But what transpired was a little less dramatic. The show opened with a bit of banter about the South Island (“They roll their r’s in Gore!”), and then the piece was introduced. “Duncan has got quite the story to tell us,” Heather du Plessis-Allan said.
Cut to Garner interviewing Casey Cowan, a man recently serving six months’ home detention for violent offences including male assaults female. Cowan cut his monitoring anklet on September 3rd and went on the run, telling Garner that he had concerns over promises made to him by Child, Youth and Family. “They broke their agreement,” he said, “so I’m breaking mine.” You don’t exactly make an agreement to wear a monitoring anklet, it’s a legal sanction imposed by a judge, but it’s clear Cowan felt slighted. The tone of the thing was weird. There was real distress on Cowan’s face. A sad fire in his eyes.
Garner then spoke with Cowan’s ex-partner Helena. He revealed she had been kicked out of a parenting course when Cowan went on the run, and was now living in her car. Their child had also been taken from her, and she alleged a CYF’s case manager had maintained the child would be returned when Cowan was located. CYF’s denied this in a statement, leaving the viewer to make at best an educated guess on what really happened.

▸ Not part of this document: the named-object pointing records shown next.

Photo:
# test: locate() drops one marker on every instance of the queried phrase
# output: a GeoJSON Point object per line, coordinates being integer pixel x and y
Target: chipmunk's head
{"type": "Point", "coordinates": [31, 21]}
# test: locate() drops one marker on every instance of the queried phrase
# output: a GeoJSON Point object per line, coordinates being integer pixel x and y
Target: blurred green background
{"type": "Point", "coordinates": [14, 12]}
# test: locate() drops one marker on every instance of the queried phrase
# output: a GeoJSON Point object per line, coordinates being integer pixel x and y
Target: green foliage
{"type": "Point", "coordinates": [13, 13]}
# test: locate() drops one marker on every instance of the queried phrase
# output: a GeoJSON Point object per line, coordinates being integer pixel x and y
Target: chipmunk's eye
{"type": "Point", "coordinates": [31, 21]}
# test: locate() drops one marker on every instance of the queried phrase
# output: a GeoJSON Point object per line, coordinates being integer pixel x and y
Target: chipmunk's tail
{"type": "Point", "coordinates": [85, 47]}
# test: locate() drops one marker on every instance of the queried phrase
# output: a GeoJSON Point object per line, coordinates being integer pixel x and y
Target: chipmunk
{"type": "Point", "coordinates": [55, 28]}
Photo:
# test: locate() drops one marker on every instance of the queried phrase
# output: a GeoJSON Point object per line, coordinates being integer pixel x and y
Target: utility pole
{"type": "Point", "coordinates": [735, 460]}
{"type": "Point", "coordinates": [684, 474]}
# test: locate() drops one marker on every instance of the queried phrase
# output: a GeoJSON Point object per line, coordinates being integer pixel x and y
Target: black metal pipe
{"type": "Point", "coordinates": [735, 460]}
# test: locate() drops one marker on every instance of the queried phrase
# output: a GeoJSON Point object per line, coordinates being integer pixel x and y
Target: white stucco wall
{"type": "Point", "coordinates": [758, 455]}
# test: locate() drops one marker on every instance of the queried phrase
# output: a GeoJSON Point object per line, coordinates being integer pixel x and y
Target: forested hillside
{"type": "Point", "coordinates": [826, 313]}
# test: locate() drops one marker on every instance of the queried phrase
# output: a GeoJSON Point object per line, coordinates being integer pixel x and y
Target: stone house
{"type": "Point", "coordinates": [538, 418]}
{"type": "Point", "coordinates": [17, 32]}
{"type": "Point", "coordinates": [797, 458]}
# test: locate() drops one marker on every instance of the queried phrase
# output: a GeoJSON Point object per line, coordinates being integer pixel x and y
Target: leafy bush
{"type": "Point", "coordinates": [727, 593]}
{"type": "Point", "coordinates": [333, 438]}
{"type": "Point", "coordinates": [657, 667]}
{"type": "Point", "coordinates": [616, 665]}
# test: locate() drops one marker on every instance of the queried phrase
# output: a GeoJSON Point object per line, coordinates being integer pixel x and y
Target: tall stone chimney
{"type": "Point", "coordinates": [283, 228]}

Cut to Garner delivering Cowan to the police station and a quick piece-to-camera out front.
The timing was ideal for Garner, who has been on the warpath in recent times over the ease in which crims can simply snip their anklet with a pair of kitchen scissors and make off into the night. It looks like he was right all along. And good on him for facilitating a peaceful resolution to this particular mess.
But the piece didn’t come across to me as it was perhaps intended. Rather than a heroic example of the fourth estate making a tangible difference, it was more of a sad glimpse at an unfortunate situation, with only some of the facts and not much in the way of context. Besides, the court of public opinion isn’t exactly the place to try your case against CYFS.
So why did Cowan choose surrender by television host? Why attract the prying attention of the Tolkienesque all-seeing, all-judging public eye?
In his own words – “Because I need to get my son back.” Or as Garner put it – “He didn’t want to get shot. He was scared of the police.”
The story was followed with a piece about philanthropic pensioners.